Foods 2020, 9(3), 319; https://doi.org/10.3390/foods9030319
Submission received: 12 February 2020 / Revised: 25 February 2020 / Accepted: 2 March 2020 / Published: 10 March 2020
(This article belongs to the Special Issue Natural Antioxidants: Innovative Extraction and Application in Foods)

Abstract

:
The main focus of this study is to assess radical scavenging and antimicrobial activities of the 11 wood extracts: oak (Quercus petraea (Matt.) Liebl., Q. robur L., and Q. cerris L.), mulberry (Morus alba L.), myrobalan plum (Prunus cerasifera Ehrh.), black locust (Robinia pseudoacacia L.), and wild cherry (Prunus avium L.). High-performance thin-layer chromatography (HPTLC) provided initial phenolic screening and revealed different chemical patterns among investigated wood extracts. To identify individual compounds with radical scavenging activity DPPH-HPTLC, assay was applied. Gallic acid, ferulic and/or caffeic acids were identified as the compounds with the highest contribution of total radical scavenging activity. Principal component analysis was applied on the data set obtained from HPTLC chromatogram to classify samples based on chemical fingerprints: Quercus spp. formed separate clusters from the other wood samples. The wood extracts were evaluated for their antimicrobial activity against eight representative human and opportunistic pathogens. The lowest minimum inhibitory concentration (MIC) was recorded against Staphylococcus aureus for black locust, cherry and mulberry wood extracts. This work provided simple, low-cost and high-throughput screening of phenolic compounds and assessments of the radical scavenging properties of selected individual metabolites from natural matrix that contributed to scavenge free radicals.

1. Introduction

Ageing processes of some alcoholic beverages are one of the most important practices during their production. This contributes to improved sensory characteristics such as aroma, color, taste and astringency. The most commonly used material in cooperage is oak heartwood barrels. Alternative wood species such as chestnut, cherry and mulberry are also used in Balkan cooperages, in different forms such as wood chips and staves [1]. Nowadays, notable studies have showed that agri-food wastes and by-products, including waste from barrel production, represent an inexhaustible source of valuable biologically active compounds. Additionally, this waste represents a low-cost material, which can be used as material for the production of the extracts. Recently, various extraction techniques were reviewed and compared with classical extraction procedures used for recovery of the antioxidant compounds from wastes [2]. Using simple, fast and inexpensive eco-friendly extraction methods for phenolic compounds represents an efficient method and advantage for further implementation in the food, pharmaceutical and cosmetic industries [3,4,5].
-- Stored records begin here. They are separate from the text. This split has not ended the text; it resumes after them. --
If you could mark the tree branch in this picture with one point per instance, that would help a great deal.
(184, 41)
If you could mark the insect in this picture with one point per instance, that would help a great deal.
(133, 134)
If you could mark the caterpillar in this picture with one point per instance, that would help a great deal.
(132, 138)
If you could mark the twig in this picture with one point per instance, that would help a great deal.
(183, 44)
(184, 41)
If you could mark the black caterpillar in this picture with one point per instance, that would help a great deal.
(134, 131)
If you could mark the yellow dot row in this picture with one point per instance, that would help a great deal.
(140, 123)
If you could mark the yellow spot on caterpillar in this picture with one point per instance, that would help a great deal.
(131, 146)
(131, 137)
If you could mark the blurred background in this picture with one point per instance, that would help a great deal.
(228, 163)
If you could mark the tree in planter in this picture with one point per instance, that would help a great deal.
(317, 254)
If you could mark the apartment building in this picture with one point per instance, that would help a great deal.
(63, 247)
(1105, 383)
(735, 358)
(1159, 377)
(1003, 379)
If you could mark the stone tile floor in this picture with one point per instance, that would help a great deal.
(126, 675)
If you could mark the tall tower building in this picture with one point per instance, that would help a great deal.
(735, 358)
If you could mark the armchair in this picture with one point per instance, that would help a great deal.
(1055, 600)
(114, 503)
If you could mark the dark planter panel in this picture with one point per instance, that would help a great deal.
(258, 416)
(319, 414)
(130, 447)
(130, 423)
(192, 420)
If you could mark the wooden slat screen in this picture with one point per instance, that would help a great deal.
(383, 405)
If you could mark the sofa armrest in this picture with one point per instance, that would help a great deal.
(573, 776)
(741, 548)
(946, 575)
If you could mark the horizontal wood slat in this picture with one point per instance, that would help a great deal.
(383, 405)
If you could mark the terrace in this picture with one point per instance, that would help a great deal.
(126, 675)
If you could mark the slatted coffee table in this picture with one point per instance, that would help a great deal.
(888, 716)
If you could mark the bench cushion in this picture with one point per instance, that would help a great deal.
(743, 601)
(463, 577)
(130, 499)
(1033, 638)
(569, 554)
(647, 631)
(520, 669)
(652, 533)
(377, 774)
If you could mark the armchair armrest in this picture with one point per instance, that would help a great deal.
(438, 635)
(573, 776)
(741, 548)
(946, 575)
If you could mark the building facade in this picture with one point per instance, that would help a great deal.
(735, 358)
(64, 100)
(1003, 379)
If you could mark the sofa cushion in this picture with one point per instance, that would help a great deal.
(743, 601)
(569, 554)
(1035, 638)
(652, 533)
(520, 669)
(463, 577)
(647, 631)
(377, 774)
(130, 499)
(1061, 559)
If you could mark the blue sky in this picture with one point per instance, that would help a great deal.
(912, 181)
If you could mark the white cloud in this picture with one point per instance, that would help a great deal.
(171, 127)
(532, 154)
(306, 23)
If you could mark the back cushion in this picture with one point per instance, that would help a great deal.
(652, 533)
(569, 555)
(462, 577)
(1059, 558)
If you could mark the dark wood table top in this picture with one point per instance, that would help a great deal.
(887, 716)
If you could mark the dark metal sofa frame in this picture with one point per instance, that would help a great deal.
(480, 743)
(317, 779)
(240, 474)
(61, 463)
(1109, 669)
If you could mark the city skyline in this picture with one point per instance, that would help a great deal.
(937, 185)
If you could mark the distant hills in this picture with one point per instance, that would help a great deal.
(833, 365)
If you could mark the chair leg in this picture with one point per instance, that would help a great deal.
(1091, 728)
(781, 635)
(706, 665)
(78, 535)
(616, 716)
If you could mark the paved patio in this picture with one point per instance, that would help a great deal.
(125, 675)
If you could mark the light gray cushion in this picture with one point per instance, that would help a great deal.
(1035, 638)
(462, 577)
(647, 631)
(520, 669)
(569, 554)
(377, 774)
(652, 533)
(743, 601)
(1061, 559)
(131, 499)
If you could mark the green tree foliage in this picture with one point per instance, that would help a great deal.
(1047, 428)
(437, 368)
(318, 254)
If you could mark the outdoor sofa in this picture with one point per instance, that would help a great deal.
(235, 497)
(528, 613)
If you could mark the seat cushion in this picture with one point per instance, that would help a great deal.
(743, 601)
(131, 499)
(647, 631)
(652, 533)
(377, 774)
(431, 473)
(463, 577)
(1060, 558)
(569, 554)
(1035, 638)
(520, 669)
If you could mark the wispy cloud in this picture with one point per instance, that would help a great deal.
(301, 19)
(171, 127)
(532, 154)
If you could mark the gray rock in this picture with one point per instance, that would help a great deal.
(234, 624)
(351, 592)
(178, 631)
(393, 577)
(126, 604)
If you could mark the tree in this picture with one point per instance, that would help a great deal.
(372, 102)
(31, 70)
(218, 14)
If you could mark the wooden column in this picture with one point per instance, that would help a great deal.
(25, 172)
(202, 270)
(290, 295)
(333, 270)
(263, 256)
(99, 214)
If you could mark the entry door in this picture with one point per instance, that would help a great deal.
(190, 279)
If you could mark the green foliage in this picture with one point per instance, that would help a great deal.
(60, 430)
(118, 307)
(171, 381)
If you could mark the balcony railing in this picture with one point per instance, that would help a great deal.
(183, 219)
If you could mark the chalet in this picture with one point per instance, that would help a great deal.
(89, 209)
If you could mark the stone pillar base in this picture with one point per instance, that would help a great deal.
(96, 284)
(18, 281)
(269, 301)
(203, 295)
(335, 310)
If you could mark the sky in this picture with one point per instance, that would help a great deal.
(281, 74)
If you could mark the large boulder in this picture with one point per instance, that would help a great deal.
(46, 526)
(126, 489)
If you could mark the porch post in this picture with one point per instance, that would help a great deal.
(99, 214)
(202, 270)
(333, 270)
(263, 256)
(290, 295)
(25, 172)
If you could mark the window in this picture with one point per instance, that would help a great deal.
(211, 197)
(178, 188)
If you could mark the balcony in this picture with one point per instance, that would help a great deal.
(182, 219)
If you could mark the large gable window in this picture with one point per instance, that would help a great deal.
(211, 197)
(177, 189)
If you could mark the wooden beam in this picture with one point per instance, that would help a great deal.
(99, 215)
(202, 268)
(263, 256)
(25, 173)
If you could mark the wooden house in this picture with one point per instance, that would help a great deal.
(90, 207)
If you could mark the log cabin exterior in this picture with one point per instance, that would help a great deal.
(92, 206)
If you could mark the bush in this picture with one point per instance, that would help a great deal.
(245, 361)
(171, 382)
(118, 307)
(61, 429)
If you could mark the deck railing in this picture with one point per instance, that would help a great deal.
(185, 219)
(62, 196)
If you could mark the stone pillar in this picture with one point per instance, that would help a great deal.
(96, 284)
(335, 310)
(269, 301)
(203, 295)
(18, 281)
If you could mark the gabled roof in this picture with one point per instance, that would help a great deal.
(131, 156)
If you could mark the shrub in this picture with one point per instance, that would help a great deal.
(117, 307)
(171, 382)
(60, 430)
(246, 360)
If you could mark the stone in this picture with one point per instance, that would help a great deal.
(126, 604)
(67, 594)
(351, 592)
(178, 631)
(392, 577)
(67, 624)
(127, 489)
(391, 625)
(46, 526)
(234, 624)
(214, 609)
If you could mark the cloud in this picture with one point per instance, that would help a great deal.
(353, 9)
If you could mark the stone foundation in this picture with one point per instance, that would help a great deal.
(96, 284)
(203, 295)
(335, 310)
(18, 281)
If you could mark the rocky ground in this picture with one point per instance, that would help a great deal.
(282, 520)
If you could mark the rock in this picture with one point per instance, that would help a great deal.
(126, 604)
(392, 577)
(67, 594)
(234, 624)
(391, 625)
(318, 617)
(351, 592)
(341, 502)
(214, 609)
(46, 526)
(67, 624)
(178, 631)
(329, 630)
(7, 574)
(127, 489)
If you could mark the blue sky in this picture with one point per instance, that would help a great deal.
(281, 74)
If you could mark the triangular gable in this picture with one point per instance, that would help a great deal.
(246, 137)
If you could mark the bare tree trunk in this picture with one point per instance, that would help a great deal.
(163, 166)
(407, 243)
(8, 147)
From the production of wood barrels, it is estimated that more than 200 tons of wood waste is available annually in Serbia [6]. Forests and other wooded land occupy ~2.5 million hectares, which is about one third of the territory of the Republic of Serbia. These natural populations of Serbia contain a large number of economically important forest tree species (oak, beech, black locust, spruce, pine and fir) together with autochthonous and introduced wild fruit trees species (wild cherry, cherry plum, mulberry, wild pear, wild apple, cornelian cherry, hazel and walnut) which are used for timber production, afforestation and erosion prevention, for grafting, in human diet, in medicine, in industrial processing and in landscape architecture [7,8].
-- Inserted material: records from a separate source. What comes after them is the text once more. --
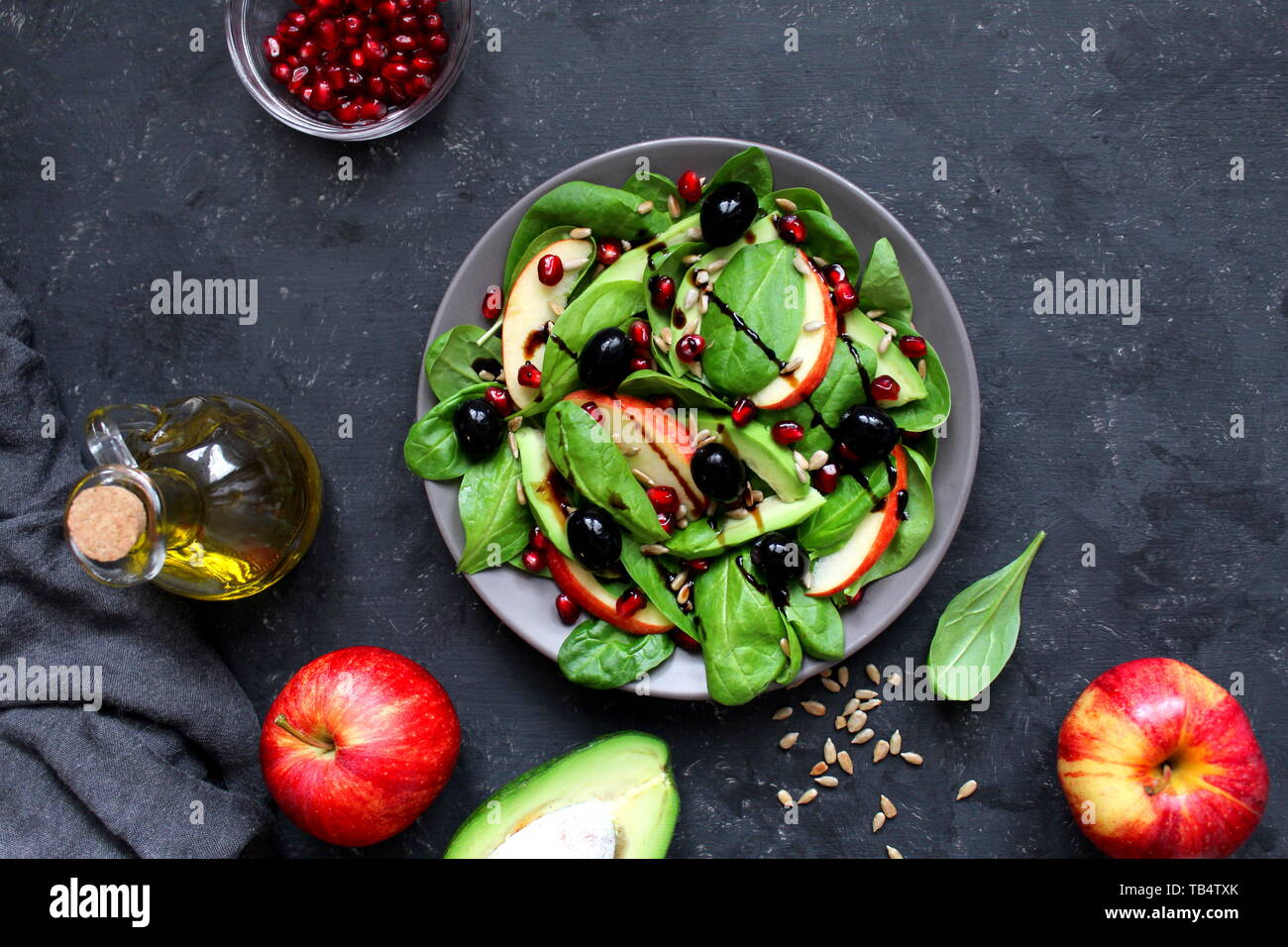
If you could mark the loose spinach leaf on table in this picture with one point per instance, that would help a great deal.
(496, 523)
(600, 656)
(450, 361)
(608, 211)
(430, 449)
(739, 633)
(978, 630)
(758, 283)
(587, 455)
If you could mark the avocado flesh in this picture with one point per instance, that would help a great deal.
(629, 772)
(890, 363)
(540, 484)
(773, 513)
(755, 445)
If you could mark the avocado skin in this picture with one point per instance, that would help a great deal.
(653, 841)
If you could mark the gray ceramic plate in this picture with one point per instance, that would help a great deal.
(526, 603)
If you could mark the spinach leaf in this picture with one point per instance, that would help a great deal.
(605, 210)
(450, 361)
(755, 285)
(978, 630)
(496, 523)
(585, 454)
(430, 449)
(883, 282)
(818, 625)
(645, 574)
(739, 633)
(827, 239)
(750, 166)
(688, 392)
(600, 656)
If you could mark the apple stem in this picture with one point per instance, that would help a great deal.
(299, 735)
(1160, 784)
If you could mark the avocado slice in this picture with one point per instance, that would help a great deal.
(773, 513)
(754, 444)
(890, 363)
(544, 487)
(610, 797)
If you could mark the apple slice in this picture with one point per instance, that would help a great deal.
(812, 348)
(531, 305)
(583, 587)
(653, 440)
(870, 539)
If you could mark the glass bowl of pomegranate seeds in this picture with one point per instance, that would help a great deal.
(349, 69)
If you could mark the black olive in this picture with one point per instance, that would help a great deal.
(593, 538)
(717, 472)
(480, 428)
(726, 213)
(605, 360)
(867, 431)
(778, 558)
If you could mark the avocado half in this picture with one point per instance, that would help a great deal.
(627, 772)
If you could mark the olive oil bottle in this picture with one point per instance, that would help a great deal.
(210, 497)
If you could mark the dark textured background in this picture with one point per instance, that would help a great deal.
(1108, 163)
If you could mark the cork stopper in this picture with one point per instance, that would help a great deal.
(104, 522)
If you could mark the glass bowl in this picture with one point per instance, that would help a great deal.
(250, 21)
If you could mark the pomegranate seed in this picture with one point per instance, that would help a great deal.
(885, 388)
(791, 228)
(664, 499)
(661, 290)
(686, 641)
(912, 346)
(640, 334)
(500, 399)
(630, 602)
(742, 411)
(549, 269)
(609, 252)
(844, 298)
(690, 347)
(492, 303)
(825, 478)
(690, 187)
(787, 433)
(568, 609)
(529, 375)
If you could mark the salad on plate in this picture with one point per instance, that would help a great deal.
(695, 408)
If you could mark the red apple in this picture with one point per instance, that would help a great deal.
(359, 744)
(1159, 762)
In Serbia, barrels are mostly made of oak (pedunculate oak, Quercus robur, or sessile oak, Quercus petraea (Matt.) Liebl. L.) and Turkey oak (Quercus cerris L.) but sometimes black locust (Robinia pseudoacacia L.), myrobalan plum (Prunus cerasifera Ehrh.), mulberry (Morus alba L.) and even wild cherry (Prunus avium L.) are used as a cheaper substitute. Oak is the most widespread deciduous tree in Serbia, a national tree with strong historical and religious importance. Myrobalan plum is a native tree in Southeast Europe, has great genetic importance for horticultural breeding, and has spread throughout the whole country in all kinds of micro-climatic and pedologic conditions. Mulberries are very common, since ex-Yugoslavia used to be the fifth largest silk producer in the world with more than 2.5 million white mulberry trees [9]. Wild cherry, a noble tree, is widely distributed by birds; its seeds are used for generative rootstock production and its fruits are suitable for table consumption and as a local medicine [10,11]. Black locust is mostly used in construction works, as technical or ornamental wood, and is most commonly used as firewood. It has special value as a honey species for beekeeping [12].
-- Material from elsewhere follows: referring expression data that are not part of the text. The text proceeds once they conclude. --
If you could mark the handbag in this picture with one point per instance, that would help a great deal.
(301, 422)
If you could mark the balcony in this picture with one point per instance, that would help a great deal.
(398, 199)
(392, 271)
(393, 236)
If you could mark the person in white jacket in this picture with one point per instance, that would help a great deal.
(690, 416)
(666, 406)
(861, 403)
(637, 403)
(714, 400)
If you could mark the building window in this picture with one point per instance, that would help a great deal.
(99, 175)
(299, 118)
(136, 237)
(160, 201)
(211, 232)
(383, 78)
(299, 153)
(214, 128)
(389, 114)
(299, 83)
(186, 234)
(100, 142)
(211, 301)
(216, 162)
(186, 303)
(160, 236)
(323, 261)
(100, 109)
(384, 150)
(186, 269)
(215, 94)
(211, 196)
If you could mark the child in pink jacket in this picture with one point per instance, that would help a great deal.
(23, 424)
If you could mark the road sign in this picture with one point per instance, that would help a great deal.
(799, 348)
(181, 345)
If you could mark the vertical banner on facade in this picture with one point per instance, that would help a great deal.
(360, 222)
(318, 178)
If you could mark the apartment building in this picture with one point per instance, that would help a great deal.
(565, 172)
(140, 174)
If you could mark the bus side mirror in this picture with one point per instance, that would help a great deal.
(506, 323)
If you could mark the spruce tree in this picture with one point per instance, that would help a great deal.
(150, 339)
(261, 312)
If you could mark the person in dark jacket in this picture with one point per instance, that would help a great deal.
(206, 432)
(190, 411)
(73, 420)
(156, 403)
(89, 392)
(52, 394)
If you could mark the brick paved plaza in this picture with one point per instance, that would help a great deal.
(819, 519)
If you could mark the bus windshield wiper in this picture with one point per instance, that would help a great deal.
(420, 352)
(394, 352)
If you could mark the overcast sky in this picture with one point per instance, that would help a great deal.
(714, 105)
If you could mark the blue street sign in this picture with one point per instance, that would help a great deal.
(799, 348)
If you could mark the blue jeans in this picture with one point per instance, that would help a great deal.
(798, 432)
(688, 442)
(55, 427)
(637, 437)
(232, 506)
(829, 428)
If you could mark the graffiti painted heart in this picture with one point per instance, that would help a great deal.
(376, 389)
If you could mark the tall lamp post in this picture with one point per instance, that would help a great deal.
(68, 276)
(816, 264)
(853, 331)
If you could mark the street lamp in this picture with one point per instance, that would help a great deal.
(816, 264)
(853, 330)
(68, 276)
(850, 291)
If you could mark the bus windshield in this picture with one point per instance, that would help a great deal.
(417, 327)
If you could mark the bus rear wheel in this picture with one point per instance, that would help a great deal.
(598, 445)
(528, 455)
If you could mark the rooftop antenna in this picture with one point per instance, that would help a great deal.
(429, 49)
Wood waste has a potential to be reused in the food and pharmaceutical industry due to its richness in potentially bioactive phenolic compounds with high antioxidant and antimicrobial activity. In our previous research [6], ellagic acid was abundant in sessile and pedunculate oak wood. It was also found in Turkey oak, black locust and myrobalan plum, but in much lower quantities. Mulberry contained the largest concentration of p-hydroxybenzoic acid and stilbenoids in comparison with other wood species, while myrobalan plum showed the highest content of protocatechuic acid and 5-O-caffeoylquinic acid. Wild cherry was characterized by richness in flavonols, flavanones, flavones, isoflavones and flavanonols [6,13,14], with taxifolin as the most abundant phenolic compound [6]. Extracts from sessile and pedunculate oak, black locust, myrobalan plum, wild cherry and mulberry showed notable antioxidant capacity, with the highest radical scavenging activity in the latter extract. Turkey oak showed the lowest radical scavenging activity [6]. According to the literature, phenolic acids were identified as the major contributors to the antioxidant capacity in wood samples, including gallic, protocatechuic, p-coumaric and ellagic acid and all the ellagitannins, due to their characteristic structure [15]. The following phenolic acids: ferulic acid, caffeic acid, protocatechuic acid, gallic acid, p-coumaric acid and chlorogenic acid, also present in some wood species, exhibit strong free radical scavenging properties on silica plates [16].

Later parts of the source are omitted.